Друзья и враги Димки Бобрикова — страница 9 из 20

Из скрипящих громкоговорителей доносилось привычное «вычитать и умножать, малышей не обижать», что пробуждало от летнего забытья тех, кто еще не понял, что каникулам – хана, каюк, хамбец, крышка, капут! Как уж тут не усечь? Здравствуй, учебный год! Вместе с первым холодком начинался следующий этап жизни – в нашем случае под номером и буквой 7-й «А». В этот день ты как будто переселился на другую планету – серьезную и ритмичную. Впервые после летних шлепок и сандалий, маек и шорт надевал ботинки, рубашки и выглаженный пионерский галстук. Начинался новый учебный год со своими контрольными, домашками, оценками и замечаниями. Но не только! Школа не только уроки! Это целый набор ритуалов, калейдоскоп лиц и характеров. Как без игр на переменах, симпатий и антипатий, приятелей и недоброжелателей, прикольчиков (ну типа кнопок на стуле), анекдотов, забавных историй, страхов и школьных побед? Даже дорога домой и на учебу – штука занятная. Разве может быть иначе, если столько сверстников в одном месте?

Со всех направлений к площадке подтягивались нарядные школьники с гладиолусами и астрами. Растерянных первоклашек вели радующиеся родители: их-то с работы отпустили ради линейки, а еще теперь есть кому детей перепоручить – учителям!

Отовсюду звенело «учат в школе, учат в школе, учат в школе», и я задумался о том, чему учат на самом деле в школе. Ясно же, что не только правописанию, химическим формулам, законам природы и прочему. Учителя преподавали нам что-то еще. Как объяснить? Ну, например, наш физик Александр Федорович никогда не появлялся в школе без пиджака и галстука, даже в зной, ходил на работу как на праздник. Потому что он не мог «упрощать свою профессию». Учительница русского Жанна Ивановна, при всех ее закидонах, писала стихи, печаталась и таскала из библиотеки пачки книг на выходные. Хотя придирчивая была – жуть. Всегда хотела от нас большего. Новый историк кандидатскую диссертацию писал ночами, а на переменах клевал носом – не высыпался. Мы, конечно, над ними подшучивали, ждали от них святости или идеальности, а они были всего лишь людьми. Где-то странными или смешными, где-то строгими. Со своими особенностями, как и все мы. Хотя нам это стало понятно не сразу. Как говорила математичка Татьяна Никаноровна, подняв указательный палец в сторону потолка из пенопластовых квадратиков, такая требовательность и взыскательность к другим – «результат юношеского максимализьма». Ну пусть так. Может, и максимализм. Это ведь наша русская черта – хотеть всего и сразу, тем более не от себя, а от остальных людей. А раз мы живем в России – мы все русские. Но сейчас, спустя время, понимаю: абсолютное большинство наших учителей делали все, чтобы мы выросли людьми. Они не только уроки проводили, но и могли выслушать, поддержать, подсказать, проявить неравнодушие. Видимо, человеческого в них скопилось побольше, чем в других, раз они решили делиться знаниями и добром с нами. Быть примером. Каждый день и на каждом уроке.

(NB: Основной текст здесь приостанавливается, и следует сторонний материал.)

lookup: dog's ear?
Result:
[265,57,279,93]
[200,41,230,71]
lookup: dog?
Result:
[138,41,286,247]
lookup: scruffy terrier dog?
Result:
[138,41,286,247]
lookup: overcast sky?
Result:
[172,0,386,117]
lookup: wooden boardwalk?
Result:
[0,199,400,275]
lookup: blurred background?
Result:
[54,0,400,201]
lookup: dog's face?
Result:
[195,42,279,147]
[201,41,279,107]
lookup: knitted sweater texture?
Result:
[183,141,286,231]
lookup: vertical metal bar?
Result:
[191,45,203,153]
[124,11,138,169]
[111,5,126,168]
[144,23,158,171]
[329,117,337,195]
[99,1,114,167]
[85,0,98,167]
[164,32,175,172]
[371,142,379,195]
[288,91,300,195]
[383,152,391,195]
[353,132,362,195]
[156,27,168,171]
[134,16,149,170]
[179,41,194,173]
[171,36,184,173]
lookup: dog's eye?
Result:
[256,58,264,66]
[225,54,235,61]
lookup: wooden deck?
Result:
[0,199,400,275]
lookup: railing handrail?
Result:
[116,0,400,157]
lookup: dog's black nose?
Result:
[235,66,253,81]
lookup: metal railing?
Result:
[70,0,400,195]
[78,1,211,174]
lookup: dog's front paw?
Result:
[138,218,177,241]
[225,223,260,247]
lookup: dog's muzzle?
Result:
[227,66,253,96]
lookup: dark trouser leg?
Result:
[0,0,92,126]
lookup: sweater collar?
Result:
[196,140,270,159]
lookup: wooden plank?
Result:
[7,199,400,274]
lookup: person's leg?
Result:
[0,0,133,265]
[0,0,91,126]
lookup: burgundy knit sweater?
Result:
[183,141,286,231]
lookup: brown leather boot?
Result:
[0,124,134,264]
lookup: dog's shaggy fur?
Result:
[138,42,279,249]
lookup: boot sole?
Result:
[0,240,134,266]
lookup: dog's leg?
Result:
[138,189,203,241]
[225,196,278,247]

Вся тысяча нарядных школьников выстроилась большой буквой «П» перед несколькими столами, накрытыми длинной бархатной скатертью. На одном из них – повязанный красным бантом большой колокольчик для первого звонка. Я стоял в начале линейки не со своим классом, а около этих самых столов. Там были гости, директриса, учителя, и я впервые ощутил особенную роль, почувствовал себя в центре школьного события. Являлся не зрителем, а его создателем. Это же не так просто. Надо столько всего успеть! Мы с Яриком пришли за час до начала линейки, чтобы помогать. В школе еще почти никого не было из школьников. Мы таскали столы, стулья для гостей из совета ветеранов. А уже потом площадь стала наполняться учениками. Справа стояли старшеклассники с комсомольскими значками. Слева – место для первоклашек, которых вот-вот заведут к нам за руки будущие выпускники. На асфальте начертаны квадратные блоки. Мои одноклассники собрались там, где мы с Ларисой определили, где полчаса назад я мелом на асфальтовом покрытии вывел «7-й „А“».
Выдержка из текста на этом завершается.